As group members, Yang, Zhang, Xu, and Jin met frequently for discussions. They also published articles online concerning domestic affairs, including, "Be a New Citizen, Reform China," and "What's to be Done."

They were tried twice, first in September 2001, and then in April 2003, two years into their detention. In court, Yang and others protested that they had suffered severe abuse in detention, including beatings, electric shocks to the genitals, and being forced to sit upright in a fixed position for more than ten hours at a time. No investigation was ever conducted.

The three witnesses against them were members of the study group.
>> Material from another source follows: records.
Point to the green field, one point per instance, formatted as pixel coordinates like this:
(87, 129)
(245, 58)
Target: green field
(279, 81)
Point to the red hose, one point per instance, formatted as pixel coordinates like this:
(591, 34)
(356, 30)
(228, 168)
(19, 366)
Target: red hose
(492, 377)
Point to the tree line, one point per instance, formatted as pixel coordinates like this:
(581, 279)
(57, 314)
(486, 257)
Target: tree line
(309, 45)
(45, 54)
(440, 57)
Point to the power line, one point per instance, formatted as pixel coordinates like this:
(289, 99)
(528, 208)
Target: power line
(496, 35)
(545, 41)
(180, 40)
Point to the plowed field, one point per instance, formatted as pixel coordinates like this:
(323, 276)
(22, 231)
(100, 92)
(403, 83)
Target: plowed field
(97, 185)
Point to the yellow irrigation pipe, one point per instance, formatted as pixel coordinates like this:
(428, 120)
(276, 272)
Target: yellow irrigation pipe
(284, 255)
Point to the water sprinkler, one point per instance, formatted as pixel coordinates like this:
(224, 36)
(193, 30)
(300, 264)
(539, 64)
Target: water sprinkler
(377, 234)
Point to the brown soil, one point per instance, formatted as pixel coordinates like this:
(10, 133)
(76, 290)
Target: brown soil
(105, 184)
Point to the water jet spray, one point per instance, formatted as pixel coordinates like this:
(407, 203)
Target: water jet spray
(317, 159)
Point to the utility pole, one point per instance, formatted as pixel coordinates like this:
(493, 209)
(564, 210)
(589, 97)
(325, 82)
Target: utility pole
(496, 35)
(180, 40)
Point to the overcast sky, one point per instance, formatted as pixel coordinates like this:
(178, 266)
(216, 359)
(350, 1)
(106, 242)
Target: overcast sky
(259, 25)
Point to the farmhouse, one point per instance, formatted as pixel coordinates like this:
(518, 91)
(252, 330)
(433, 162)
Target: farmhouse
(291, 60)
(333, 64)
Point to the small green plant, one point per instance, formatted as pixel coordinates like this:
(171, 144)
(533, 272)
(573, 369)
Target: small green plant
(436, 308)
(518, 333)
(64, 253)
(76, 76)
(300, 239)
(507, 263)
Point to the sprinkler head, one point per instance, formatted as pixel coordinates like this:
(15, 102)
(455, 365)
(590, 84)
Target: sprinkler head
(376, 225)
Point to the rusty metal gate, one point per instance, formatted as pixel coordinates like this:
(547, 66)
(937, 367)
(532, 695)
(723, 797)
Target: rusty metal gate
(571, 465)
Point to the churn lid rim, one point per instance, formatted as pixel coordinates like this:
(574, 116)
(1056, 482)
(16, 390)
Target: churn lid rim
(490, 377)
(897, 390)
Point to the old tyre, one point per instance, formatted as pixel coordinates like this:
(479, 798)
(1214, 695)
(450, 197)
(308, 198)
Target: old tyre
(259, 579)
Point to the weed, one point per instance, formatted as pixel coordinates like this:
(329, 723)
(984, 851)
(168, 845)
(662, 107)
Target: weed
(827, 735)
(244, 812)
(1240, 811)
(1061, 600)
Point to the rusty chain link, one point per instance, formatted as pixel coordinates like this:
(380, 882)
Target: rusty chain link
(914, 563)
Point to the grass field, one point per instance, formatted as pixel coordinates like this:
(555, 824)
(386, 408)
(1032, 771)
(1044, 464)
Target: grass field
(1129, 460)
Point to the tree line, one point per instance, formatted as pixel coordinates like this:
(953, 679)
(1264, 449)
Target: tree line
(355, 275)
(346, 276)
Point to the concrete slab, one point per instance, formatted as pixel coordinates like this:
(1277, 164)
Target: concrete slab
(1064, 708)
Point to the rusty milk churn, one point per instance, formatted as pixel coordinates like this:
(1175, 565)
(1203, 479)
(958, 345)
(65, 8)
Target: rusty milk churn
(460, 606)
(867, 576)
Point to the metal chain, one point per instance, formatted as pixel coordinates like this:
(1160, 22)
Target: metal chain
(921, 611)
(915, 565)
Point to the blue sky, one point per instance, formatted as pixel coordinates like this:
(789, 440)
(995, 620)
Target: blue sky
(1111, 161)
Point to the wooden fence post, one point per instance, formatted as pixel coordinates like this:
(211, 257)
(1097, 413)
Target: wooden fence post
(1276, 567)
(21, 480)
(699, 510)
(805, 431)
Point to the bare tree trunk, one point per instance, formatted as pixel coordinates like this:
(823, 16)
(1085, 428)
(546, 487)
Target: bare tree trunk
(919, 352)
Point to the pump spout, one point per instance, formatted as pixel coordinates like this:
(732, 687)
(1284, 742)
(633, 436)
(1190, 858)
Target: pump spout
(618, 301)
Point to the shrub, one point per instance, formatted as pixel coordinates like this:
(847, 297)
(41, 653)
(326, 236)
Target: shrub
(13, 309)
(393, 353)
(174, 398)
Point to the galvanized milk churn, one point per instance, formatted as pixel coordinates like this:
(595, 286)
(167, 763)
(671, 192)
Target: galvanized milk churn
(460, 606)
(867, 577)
One of them was an informant for the Ministry of Public Security. After the conviction, all three witnesses said that their testimony was given under coercion. The informant later fled to Thailand and said in interviews with the press that he felt that the group's activities did not violate the law. During the appeal hearing, the Beijing Higher People's Court refused to allow the witnesses to withdraw their testimony, or admit exculpatory material provided by them.

Sources close to Zhang gave HRIC the following description of his imprisonment:

Zhang was initially detained for two and a half years at the Public Security Bureau detention center at 47 Dahongmen Road in Beijing. Conditions were harshest there, where he was locked up with criminals in cramped conditions. He shared a small cell measuring seven to eight feet across with another inmate, at times someone on death row.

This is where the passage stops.